Well. That's not entirely true. I have pearl earring friends. But the majority of these PEGs would never have lunch with me. Or brunch. Or even invite me to a baby shower. Why? Because I'm not like them. I don't own a pair of pearl earrings. My apartment is usually at least somewhat of a mess because I have a five year old little boy running around. My décor is mostly hand made. I prefer whiskey to champagne. I prefer Kristofferson to Buble. I would rather have a chili cheese dog from the Lake Dogs than  some fancy steak from a place where I don't understand half of the ingredients in the dishes. And if I do want a steak, I'll go to the Rascals up the road. I don't have sorority sisters, but I do have my gang. My little hoodrats that are just as socially inacceptable as I am. These girls are real. The friends that I have love me. I mean like really love me. And what I love most about them is that they're just damn good people. They could have a legitimate enemy, but if that person were to actually need something- my friends would be there. That's my kind of person.

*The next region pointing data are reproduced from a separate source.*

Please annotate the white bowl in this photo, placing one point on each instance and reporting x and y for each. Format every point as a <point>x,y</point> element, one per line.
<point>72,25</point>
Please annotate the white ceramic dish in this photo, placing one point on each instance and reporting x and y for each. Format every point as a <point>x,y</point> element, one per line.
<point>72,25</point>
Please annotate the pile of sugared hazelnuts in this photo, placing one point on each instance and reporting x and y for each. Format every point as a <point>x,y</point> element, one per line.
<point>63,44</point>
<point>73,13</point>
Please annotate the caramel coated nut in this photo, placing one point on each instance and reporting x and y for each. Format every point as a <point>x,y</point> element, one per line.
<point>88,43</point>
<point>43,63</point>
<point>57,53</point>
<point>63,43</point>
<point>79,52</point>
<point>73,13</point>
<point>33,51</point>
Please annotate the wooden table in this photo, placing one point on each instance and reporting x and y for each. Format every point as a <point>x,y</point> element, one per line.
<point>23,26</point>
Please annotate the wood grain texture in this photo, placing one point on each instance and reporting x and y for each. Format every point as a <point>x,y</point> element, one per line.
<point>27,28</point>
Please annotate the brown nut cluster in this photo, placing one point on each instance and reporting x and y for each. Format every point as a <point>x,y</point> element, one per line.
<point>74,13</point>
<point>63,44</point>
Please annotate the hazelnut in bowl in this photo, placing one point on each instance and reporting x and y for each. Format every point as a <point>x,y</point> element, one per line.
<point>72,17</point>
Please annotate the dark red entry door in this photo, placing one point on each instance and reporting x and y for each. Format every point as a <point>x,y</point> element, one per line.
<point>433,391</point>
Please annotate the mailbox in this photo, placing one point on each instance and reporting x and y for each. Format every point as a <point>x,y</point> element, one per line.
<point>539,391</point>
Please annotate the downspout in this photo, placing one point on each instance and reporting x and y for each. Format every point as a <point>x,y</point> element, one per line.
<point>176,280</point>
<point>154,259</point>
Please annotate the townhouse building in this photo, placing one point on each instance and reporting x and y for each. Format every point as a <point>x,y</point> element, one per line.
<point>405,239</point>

I appreciate a genuine person. But sometimes we all get caught up in the idea of what our lives are supposed to look like, don't we? We think that we're supposed to be married and have 2 kids and have a certain college degree and this particular career and a perfect house with this white picket fence and either be the girl with the pearl earrings or marry the girl with the pearl earrings.

I think about these girls and, I wont lie, I'm a little jealous. They look like they always smell good, don't they? They just look fresh all the time. It makes me wonder what their routine is like... in the morning... at night before they go to bed. I feel like I need to follow them around and take notes. But then I think about their sex lives and I imagine that they are completely boring. I could be totally wrong, but I also imagine the PEGs to be the "it's not your birthday" kind of girls, as well.

I'm not saying that these girls won't find true love. They have as good a shot as the rest of us. Hell, probably more of a shot. But they'll probably end up married to Bow-tie Guy and they'll have their little baby boys in bubble suits with smocking on the front. With a bonnet. On a boy.

I couldn't be happy with that life. I don't want Bow-tie Guy. He wouldn't like my kind of music. He wouldn't have a clue why it's imperative that I see Robert Earl Keen in Corpus Christi... he likely wouldn't even know who REK is. And he couldn't handle a girl like me.

See, I'm the kind of girl who doesn't know how to be anything other than myself. I can't pretend to be anything other than me. I can't pretend like I'm not loud and passionate and crazy. Because I am all of those things. And I can't imagine that I want to live anywhere other than Lake Park unless I moved to St Augustine to be closer to my best friend. I look in the mirror and ask if I'M happy with what I see in the mirror. I can't ask myself if every one else would be happy with it because I can't care. I'm from the south. I have a little PEG in me. I want everything monogrammed. And I have a dress or two that I think would look great with pearls.

But I don't need them.

And I don't need the white picket fence.

And I don't want bow tie guy.

And I don't want to be worried about what anyone else thinks my life should look like.

I don't want to live a lie because it's what looks better.